My theory at this point is that imagemgick can not load some sort of library itself, and the "no such file" is in reference to an dylib or something along those lines.
I have tried setting LD_LIBRARY_PATH and a few others to no avail.
I finally got this working. Here is how I have it setup.

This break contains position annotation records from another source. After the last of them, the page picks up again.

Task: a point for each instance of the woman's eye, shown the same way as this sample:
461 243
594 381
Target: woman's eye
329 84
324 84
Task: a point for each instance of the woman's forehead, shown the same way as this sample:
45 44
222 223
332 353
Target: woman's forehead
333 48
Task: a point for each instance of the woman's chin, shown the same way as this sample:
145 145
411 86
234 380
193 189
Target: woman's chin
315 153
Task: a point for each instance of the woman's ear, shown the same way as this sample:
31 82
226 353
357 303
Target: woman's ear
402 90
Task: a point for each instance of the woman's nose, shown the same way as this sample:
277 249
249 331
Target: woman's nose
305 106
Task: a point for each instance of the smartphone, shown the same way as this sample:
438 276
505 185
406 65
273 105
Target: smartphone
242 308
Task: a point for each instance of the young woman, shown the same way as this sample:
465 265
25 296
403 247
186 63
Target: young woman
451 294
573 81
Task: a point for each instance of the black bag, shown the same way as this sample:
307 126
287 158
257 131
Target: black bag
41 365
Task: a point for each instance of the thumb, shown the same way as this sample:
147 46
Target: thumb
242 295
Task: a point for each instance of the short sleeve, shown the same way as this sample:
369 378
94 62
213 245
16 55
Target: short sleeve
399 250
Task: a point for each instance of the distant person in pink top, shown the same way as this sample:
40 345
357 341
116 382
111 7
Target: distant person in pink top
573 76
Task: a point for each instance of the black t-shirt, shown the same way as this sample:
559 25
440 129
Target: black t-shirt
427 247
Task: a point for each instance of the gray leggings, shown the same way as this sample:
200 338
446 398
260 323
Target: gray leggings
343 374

I hope this helps.
The crux of the fix, for me, was I wrapped the 'convert' into a shell script, set a bunch of environment variables, and then call that shell script instead of convert directly:
(convertWrapper.sh)
export MAGICK_HOME=/usr/local/ImageMagick-6.7.5
export MAGICK_CONFIGURE_PATH=${MAGICK_HOME}/etc/ImageMagick:${MAGICK_HOME}/share/doc/ImageMagick/www/source
export PATH=${PATH}:${MAGICK_HOME}/bin
export LD_LIBRARY_PATH=${MAGICK_HOME}/lib:${LD_LIBRARY_PATH}
export DYLD_LIBRARY_PATH=${DYLD_LIBRARY_PATH}:${MAGICK_HOME}/lib
export MAGICK_TMPDIR=/private/tmp
echo "$#" >> /private/tmp/m.log 2>&1
/usr/local/ImageMagick-6.7.5/bin/convert -verbose "$#" >> /private/tmp/m.log 2>&1
(convertWrapper.sh)
Additionally, the convert call was doing some rather complicated stuff, so I added the parameter '-respect-parenthesis' (which may or may not have had an effect).
I am not sure how much of the environment variable setting is needed as I was stabbing in the dark for a while, but since this is only for my development box...

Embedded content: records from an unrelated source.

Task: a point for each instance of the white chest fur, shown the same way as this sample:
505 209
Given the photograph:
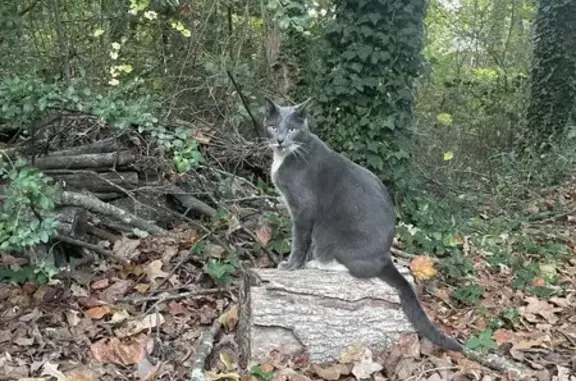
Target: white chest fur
277 161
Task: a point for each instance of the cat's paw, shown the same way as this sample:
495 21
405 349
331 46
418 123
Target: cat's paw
287 265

You need to work out what your PATH is set to when you run a command from Java. It must be different to the one you have when running from the terminal.

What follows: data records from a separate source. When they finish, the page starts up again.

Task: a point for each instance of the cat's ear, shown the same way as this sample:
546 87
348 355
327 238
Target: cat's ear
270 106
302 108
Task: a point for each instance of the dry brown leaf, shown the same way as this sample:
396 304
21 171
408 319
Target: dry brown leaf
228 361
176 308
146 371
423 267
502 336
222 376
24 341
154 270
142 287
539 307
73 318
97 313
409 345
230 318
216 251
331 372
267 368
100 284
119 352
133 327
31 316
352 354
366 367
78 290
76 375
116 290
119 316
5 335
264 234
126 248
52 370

Are you running Grails (via Tomcat?) as a different user? It might have a different path to your normal user.
you might want to try one of the Image Plugins that are part of the grails ecosystem
http://www.grails.org/ImageTools+plugin
the grails path when the app is running in the server is probably different from running java from the command line
I do so:
Put "convert" file to /usr/bin
Then add to Config.groovy:
gk {
imageMagickPath = "/usr/bin/convert"
}
Then in my ImageService.groovy:
import org.springframework.web.context.request.RequestContextHolder as RCH
[..]
def grailsApplication = RCH.requestAttributes.servletContext.grailsApplication
def imPath = grailsApplication.config.gk.imageMagickPath
def command = imPath + " some_properties"
def proc = Runtime.getRuntime().exec(command)
So this way you get command like: /usr/bin/convert some_properties
And it works, but don't forget to put file "convert" to you location and use it with this location.